Christian Missionary Engagement in Central Nigeria, 1857–1891 by Femi J. Kolapo

Christian Missionary Engagement in Central Nigeria, 1857–1891 by Femi J. Kolapo

Author:Femi J. Kolapo
Language: eng
Format: epub
ISBN: 9783030314262
Publisher: Springer International Publishing


Initial Political Responses to Missionary Presence

The initiation of Crowther’s CMS Upper Niger Mission and its evangelizing program occurred at the same time as—and clashed with—the consolidation phase of the expanding Jihadist Nupe state. The inauguration of the mission among the Igala of Idah, neighbor to the Nupe on the southeast side of the Confluence, on the contrary, corresponded with the political decline of that state. The CMS Mission among the Igala was thus begun in a context fraught with acute political and diplomatic sensitivity by the rulership of the Igala kingdom.

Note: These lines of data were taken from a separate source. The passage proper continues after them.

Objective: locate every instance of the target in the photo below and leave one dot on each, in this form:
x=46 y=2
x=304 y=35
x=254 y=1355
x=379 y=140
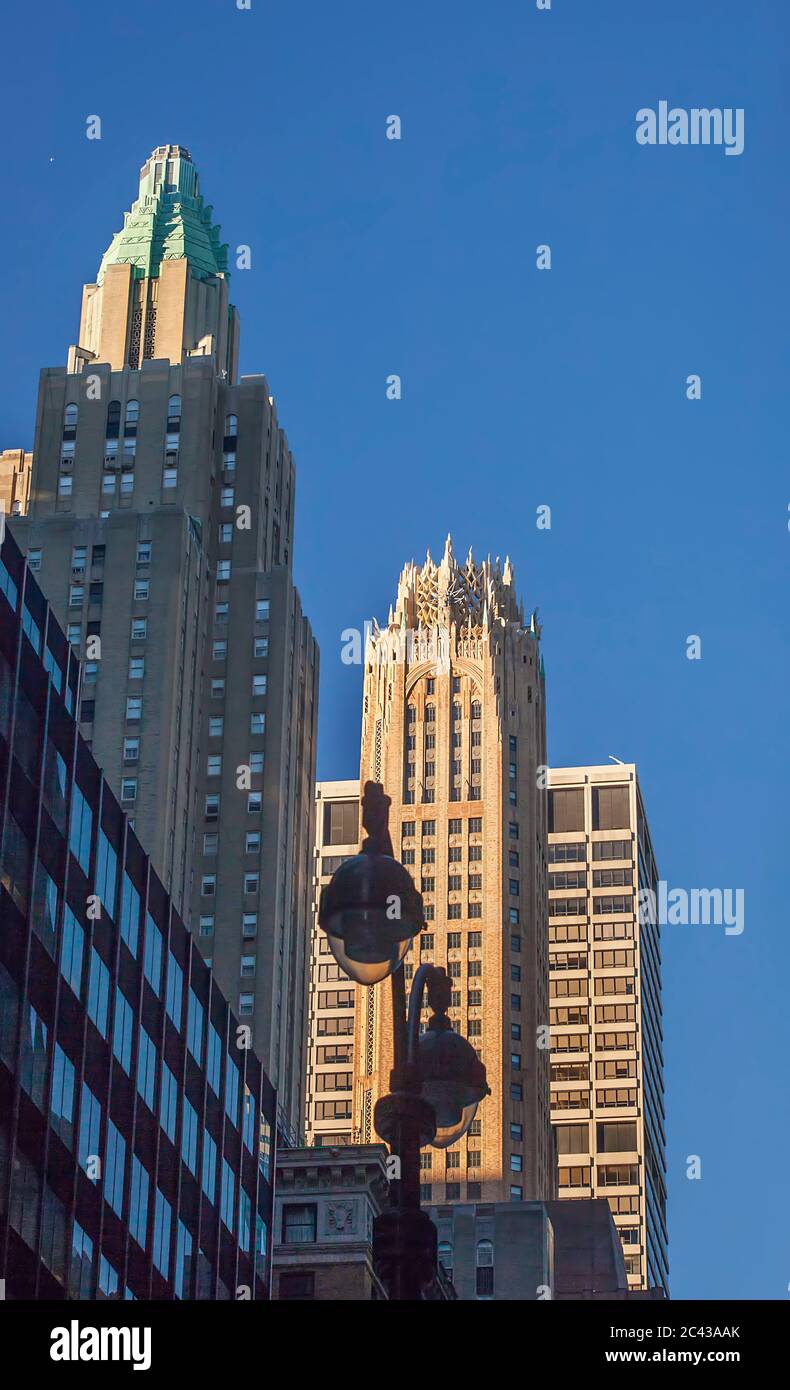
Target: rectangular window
x=61 y=1104
x=195 y=1026
x=130 y=913
x=98 y=991
x=146 y=1069
x=138 y=1203
x=189 y=1136
x=71 y=950
x=174 y=990
x=89 y=1127
x=123 y=1026
x=209 y=1179
x=114 y=1168
x=162 y=1219
x=227 y=1203
x=81 y=829
x=213 y=1061
x=299 y=1223
x=168 y=1102
x=231 y=1090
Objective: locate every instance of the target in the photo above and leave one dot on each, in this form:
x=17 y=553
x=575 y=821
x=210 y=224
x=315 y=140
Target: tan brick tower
x=454 y=727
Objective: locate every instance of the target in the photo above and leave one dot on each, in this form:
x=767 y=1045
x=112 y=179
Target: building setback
x=160 y=523
x=454 y=729
x=136 y=1123
x=333 y=995
x=607 y=1064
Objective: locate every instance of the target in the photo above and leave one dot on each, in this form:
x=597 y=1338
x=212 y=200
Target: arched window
x=131 y=419
x=113 y=420
x=484 y=1272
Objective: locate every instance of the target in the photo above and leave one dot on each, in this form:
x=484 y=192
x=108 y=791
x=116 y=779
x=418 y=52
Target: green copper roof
x=168 y=221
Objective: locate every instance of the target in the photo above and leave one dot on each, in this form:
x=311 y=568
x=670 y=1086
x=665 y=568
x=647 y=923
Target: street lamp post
x=372 y=912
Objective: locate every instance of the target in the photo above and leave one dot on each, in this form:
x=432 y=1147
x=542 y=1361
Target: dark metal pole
x=405 y=1239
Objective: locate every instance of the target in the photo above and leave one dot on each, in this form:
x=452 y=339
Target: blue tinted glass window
x=162 y=1218
x=152 y=963
x=231 y=1090
x=114 y=1168
x=130 y=913
x=81 y=829
x=213 y=1061
x=106 y=875
x=209 y=1165
x=168 y=1102
x=174 y=988
x=98 y=991
x=123 y=1029
x=189 y=1136
x=89 y=1129
x=61 y=1104
x=138 y=1201
x=195 y=1026
x=146 y=1069
x=71 y=950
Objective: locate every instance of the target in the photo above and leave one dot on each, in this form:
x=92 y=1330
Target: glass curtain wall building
x=135 y=1119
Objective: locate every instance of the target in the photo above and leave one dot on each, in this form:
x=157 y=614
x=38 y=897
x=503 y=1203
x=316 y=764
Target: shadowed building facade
x=136 y=1125
x=454 y=729
x=607 y=1062
x=14 y=481
x=160 y=524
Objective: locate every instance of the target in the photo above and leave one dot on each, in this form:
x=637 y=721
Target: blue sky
x=520 y=388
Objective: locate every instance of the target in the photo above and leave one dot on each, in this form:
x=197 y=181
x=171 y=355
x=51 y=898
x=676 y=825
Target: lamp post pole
x=372 y=912
x=405 y=1237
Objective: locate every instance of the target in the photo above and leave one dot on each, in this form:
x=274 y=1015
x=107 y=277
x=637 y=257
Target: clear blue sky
x=520 y=388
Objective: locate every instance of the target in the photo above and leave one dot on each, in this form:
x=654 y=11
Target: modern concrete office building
x=333 y=995
x=136 y=1125
x=160 y=523
x=454 y=729
x=607 y=1069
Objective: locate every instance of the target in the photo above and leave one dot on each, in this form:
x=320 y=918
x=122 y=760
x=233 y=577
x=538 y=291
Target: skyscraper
x=162 y=526
x=454 y=729
x=136 y=1125
x=333 y=995
x=607 y=1068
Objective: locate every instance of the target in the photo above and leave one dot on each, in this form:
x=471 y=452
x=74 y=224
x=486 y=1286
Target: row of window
x=577 y=906
x=562 y=854
x=455 y=827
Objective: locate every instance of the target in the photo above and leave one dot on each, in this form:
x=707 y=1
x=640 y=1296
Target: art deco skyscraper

The Nupe found it politic to develop and manage a beneficial relationship with the British government through its friendship with the Christian missionaries and with British consular representatives, who, for a very brief period, were occasionally present at Lokoja. The Nupe rulers were not insensitive to the political implications of a successful Christian missionary enterprise within the boundary of their state. They were neither unaware of the constraints it might pose to their territorial expansion and the challenge it might present to its economic and fiscal prerogatives over subjected peoples in territories it claimed to be under its jihadist jurisdiction. Hence, the earlier permission given by Emir Masaba to Crowther to establish his mission at Rabba was rescinded and the buildings which he had erected and which made up the first CMS Mission station in the Upper Niger were pulled down. He was told to move his mission to the southern peripheries of the state at Lokoja, which until then had not come under Nupe’s domain.51

The Nupe rulership was abreast of information on international relations between the European powers and societies of the Mediterranean, North Africa, and the Middle East. They specially followed the news of the problems in the nineteenth century faced by Turkey, Egypt, Morocco, and Tunisa in granting, under imperialist pressure, extra-territorial privileges to European Christian nations. In their discussions with British explorer Hugh Clapperton in the 1820s and with W. B. Baikie and Crowther in the 1850s through 1870s, the leadership of the Sokoto Caliphate and the emirs and leaders of the Bida emirate, respectively, showed a keen awareness of the dangers lurking underneath any type of unbounded diplomatic relation with the Europeans. This, in addition to internal factional politics, probably led the Nupe leadership to quickly do the reassessment that caused them to change their earlier welcome policy regarding Crowther’s missions. The duo of Emir Usman Zaki and Emir Masaba, the latter then the heir presumptive, had assured Crowther and Baikie in 1858 that Rabah, the deserted erstwhile Nupe capital, was going to be reconstructed and resettled once again as the capital of the Nupe emirate as the long wars of Nupe had finally ended. However, they seemed to have realized that having a Christian missionary group ensconced right in the capital would project a very unfavorable image of a jihadist emirate.52 It is, thus, understandable that the Nupe leadership would rescind the permission that Crowther had earlier allowed Crowther to build his mission at Rabba.